Peter Gabriel

Peter Gabriel

Mute (EMI)

Sein erstes Solo-Album nach der Trennung von Genesis war hervorragend, doch im Vergleich mit der neuen LP wirkt es wie eine Sammlung von Middle Of The Road-Titeln. War Peter Gabriel damals unter der Anleitung des Produzenten Bob Ezrin einen relativ kommerziellen Weg gegangen, so suchte er sich diesmal einen Producer, der genauso introvertiert sein kann wie er selbst: Robert Fripp, der übrigens auch wieder Gitarre spielt.

Dieses schwer zugängliche Album geht an die echten Gabriel-Fans. Die werden am ehesten bereit sein, ihn in dieser negativen Verfassung aufzunehmen. Sie werden aber auch am ehesten begreifen, daß es für ihn bitter notwendig war, Genesis den Rücken zu kehren. Ein Künstler, der heute relativ fröhlich sein kann und sich morgen über die Schattenseiten der Zivilisation quält, braucht absolute Bewegungsfreiheit.

Schwer verdaulich präsentiert sich Gabriel in Text und Musik. Kommerziell im Sinne von einprägsam sind allenfalls „D.I.Y.“ und „Perspektive“, das man vielleicht sogar als New Wave-Produkt eines arrivierten Erwachsenen deuten kann: Warum kann um Himmels Willen nicht auch mal einer dieser verhöhnten grown ups mit dem Kopf gegen die Wand rennen und nach einem Ausweg schreien?
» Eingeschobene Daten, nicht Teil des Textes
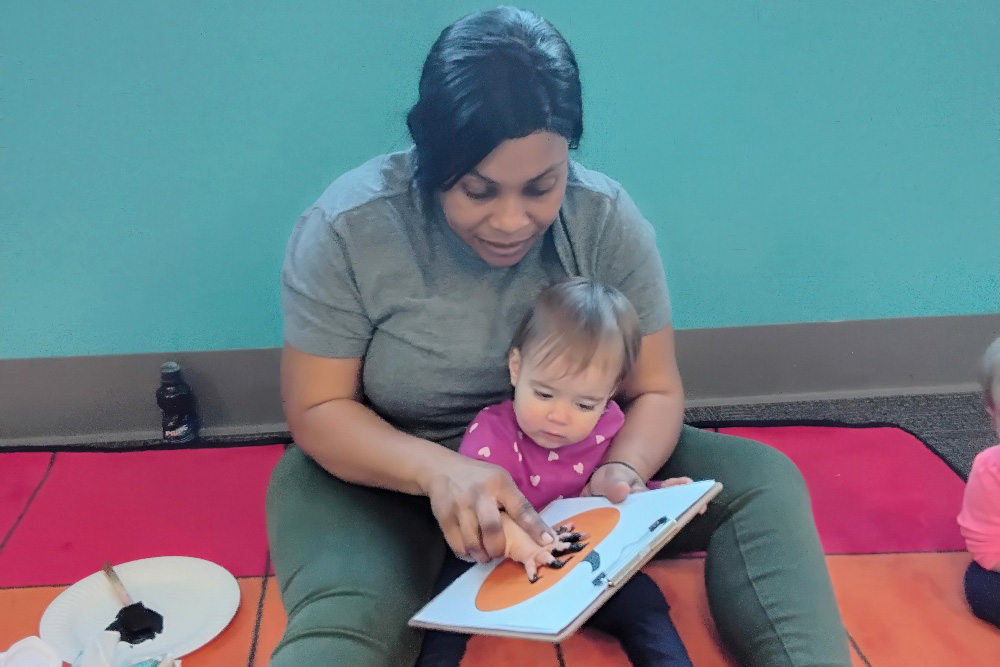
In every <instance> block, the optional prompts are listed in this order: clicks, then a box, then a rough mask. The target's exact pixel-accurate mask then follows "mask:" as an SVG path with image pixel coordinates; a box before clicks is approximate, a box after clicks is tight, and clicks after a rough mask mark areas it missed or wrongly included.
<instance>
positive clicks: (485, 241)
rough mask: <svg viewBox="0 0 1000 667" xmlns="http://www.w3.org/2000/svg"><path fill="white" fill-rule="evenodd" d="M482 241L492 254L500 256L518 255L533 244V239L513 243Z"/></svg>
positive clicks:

Gabriel singt auf dieser LP aggressiv wie nie zuvor, aber auch zerbrechlich voller Sensibilität. Die Musiker (außer Fripp noch Bayete und Roy Bittan an den Keyboards, Jerry Marotta an den Drums, Tony Levin am Baß, Larry Fast am Synthesizer, Sidney McGinnis an den Gitarren und Timmy Capello am Saxophon) liefern die perfekten Klangbilder. Das ist die erwachsene Rockmusik der späten 70er Jahre. Angst, Gewalt, Einsamkeit, Frustration, Klaustrophobie, Isolation, gesellschaftliche Zwangsjacken -Gabriel hat’s geschafft, dies alles auf zwei LP-Seiten deutlich werden zu lassen. Und die Londoner Agentur Hipgnosis brachte es fertig, dazu ein adäquates Cover zu gestalten: Gabriel zerkratzt seine Umwelt.

Zum Schluß noch etwas zu dem Versuch, auf der Innenhülle Gabriels Texte ins Deutsche zu übertragen: Es hilft allenfalls Leuten, die nicht genug Englisch verstehen, die grobe Tendenz der Textaussage zu begreifen. Darüberhinaus klingen sie in der vorliegenden Form allzu banal. Das Problem ist, daß man derart schwierige Lyrics nicht einfach per Langenscheid übersetzen kann. Das geht meistens – wie auch hier – auf Kosten der Feinheiten und führt zu Falschauslegungen. Ärgerlich ist, daß sich außerdem echte Fehler eingeschlichen haben. Also vergeßt den mißlungenen Übersetzungsversuch und konzentriert Euch auf das Original: Ihr tut Euch und Peter Gabriel einen Gefallen.